The prison chapel is on the main hall of Mark Lutterell Transition Center. The chapel wall along that hallway iss ½ Plexiglas and ½ wire mesh. Needless to say, our first attempt at contemplative prayer was not going to be surrounded by silence. No, our silence was pierced by clanging prison doors, shouting staff, and the voices of men eager for the brief freedom to move and be, to think about anything besides confinement.

I can safely say that, in our first attempt a 20 minutes of contemplative prayer, there were never more than a few seconds of exterior silence. To begin with, I was uncertain how the men in our spiritual formation group, Breathing Under Water, would respond to contemplative prayer.

My doubts multiplied as my partner in ministry, Mike, shouted instructions over the din of prison life, “Just let the silence surround you. Tune out all of the outside noise and try and let go of the interior noise.” Yeah, right.

I wasted my prayer time worrying about the experience the thirteen men in our group might – or might not – be having. Once Mike ended our contemplative time by quietly reciting The Lord’s Prayer, I quickly discovered just how wasted my time was – and just how fruitful that time was for most in our group.

“It’s not easy, is it?” asked Mike.

“No, no it’s not easy,” replied Anthony, “but it is worth it.”

“Tells us what you mean when you say, ‘it’s worth it’ Anthony.”

Anthony went on to describe a powerful experience of the Divine, buffeted by the frustrations of the prison ecosystem. An ecosystem still very foreign and unfamiliar to me but an ecosystem Anthony knows intimately after 9 years of incarceration.

“Even with all that noise in the hallway, I found some silent space inside me. It’s always loud in here, 24/7. Even when I have my earbuds in and toilet paper in my ears, this place is loud,” shared Anthony.

“Tell us how you got past all the noise Anthony,” Mike prodded.

“Well, I just did. I don’t know how I did – I just did. After all this time I guess I’ve learned to tune out the racket in here and, somehow, what I’ve learned helped me to pray – or to listen, or is it prayer?”

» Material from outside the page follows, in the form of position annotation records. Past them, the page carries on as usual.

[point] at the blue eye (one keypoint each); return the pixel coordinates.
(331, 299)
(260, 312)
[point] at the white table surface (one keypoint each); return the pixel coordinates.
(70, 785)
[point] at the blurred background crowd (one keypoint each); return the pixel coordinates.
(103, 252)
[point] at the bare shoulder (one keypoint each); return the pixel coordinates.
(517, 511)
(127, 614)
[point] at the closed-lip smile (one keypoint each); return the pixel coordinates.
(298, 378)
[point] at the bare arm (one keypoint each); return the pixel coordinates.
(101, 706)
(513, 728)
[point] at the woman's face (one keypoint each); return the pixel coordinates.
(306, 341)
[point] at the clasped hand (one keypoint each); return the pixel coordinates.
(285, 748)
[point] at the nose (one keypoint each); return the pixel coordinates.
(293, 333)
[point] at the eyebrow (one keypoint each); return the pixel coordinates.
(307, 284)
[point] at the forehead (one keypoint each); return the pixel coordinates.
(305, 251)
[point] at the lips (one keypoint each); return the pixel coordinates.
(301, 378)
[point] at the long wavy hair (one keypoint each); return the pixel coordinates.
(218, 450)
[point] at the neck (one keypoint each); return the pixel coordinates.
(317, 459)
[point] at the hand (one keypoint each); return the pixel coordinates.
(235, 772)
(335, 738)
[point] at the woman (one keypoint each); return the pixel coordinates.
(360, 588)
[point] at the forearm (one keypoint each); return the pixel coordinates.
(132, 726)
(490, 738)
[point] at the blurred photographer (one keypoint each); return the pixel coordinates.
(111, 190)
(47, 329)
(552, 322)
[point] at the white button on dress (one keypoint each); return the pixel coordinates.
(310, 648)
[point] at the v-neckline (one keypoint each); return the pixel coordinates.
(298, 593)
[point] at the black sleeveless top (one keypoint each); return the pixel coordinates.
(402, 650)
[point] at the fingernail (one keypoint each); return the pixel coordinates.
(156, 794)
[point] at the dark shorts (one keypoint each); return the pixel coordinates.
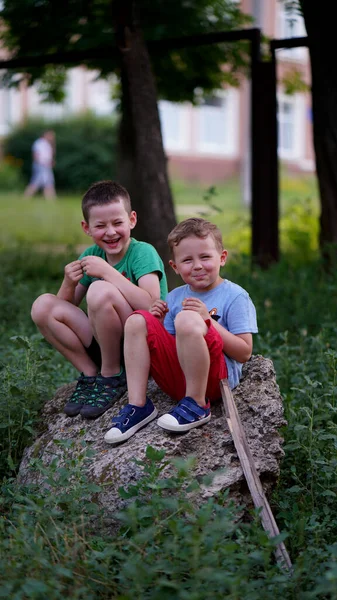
(94, 352)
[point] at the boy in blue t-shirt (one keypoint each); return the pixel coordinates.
(118, 275)
(200, 335)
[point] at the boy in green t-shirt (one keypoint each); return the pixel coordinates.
(117, 275)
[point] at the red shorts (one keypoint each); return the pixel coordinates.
(165, 367)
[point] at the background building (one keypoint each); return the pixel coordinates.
(209, 142)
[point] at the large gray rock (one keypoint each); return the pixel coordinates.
(260, 407)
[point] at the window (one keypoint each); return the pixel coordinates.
(290, 24)
(217, 124)
(174, 125)
(291, 126)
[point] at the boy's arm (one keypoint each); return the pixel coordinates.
(238, 346)
(71, 290)
(140, 297)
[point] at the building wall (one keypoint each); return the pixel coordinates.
(210, 142)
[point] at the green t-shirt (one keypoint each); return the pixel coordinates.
(140, 259)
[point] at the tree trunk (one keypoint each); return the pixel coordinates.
(142, 164)
(321, 33)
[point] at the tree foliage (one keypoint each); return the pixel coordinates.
(35, 27)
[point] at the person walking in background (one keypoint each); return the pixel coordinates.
(43, 161)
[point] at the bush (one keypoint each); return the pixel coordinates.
(85, 149)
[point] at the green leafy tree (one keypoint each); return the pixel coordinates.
(39, 27)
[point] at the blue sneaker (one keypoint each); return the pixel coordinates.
(186, 415)
(129, 420)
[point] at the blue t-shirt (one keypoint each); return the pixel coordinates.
(227, 303)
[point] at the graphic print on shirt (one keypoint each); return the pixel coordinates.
(213, 314)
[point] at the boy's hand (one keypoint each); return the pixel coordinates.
(94, 266)
(196, 305)
(73, 273)
(159, 309)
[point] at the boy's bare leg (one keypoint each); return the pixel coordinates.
(193, 353)
(108, 311)
(67, 329)
(137, 359)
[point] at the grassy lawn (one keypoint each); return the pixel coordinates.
(43, 548)
(57, 224)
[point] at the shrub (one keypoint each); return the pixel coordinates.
(85, 149)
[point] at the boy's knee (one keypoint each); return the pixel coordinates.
(189, 322)
(100, 293)
(42, 306)
(135, 323)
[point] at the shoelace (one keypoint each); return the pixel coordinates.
(103, 393)
(85, 386)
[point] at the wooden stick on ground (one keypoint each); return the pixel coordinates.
(251, 474)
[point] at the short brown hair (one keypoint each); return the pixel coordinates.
(195, 226)
(104, 192)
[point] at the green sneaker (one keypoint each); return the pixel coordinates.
(83, 391)
(106, 392)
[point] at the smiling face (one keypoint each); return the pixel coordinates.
(110, 227)
(198, 261)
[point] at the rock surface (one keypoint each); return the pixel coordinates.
(260, 407)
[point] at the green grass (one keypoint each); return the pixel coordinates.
(57, 224)
(167, 548)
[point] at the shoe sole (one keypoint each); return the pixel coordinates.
(73, 413)
(130, 432)
(169, 426)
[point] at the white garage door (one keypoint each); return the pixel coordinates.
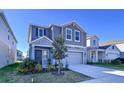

As the other men responded to Anthony, I discovered that prison life had given most of them a gift I had worked hard for over the past 5 – 6 years – worked for but never received. Contemplative prayer was a spiritual practice I longed to know, but a practice that I struggled to live in to. It’s not the externals that keep me away from the silence – it is the internal noise.

I was so frustrated by my past, failed attempts at contemplative prayer that I knew – when I realized how fruitful this practice might be for men in prison -that I had to find a partner with more experience and more success than me to teach us this practice.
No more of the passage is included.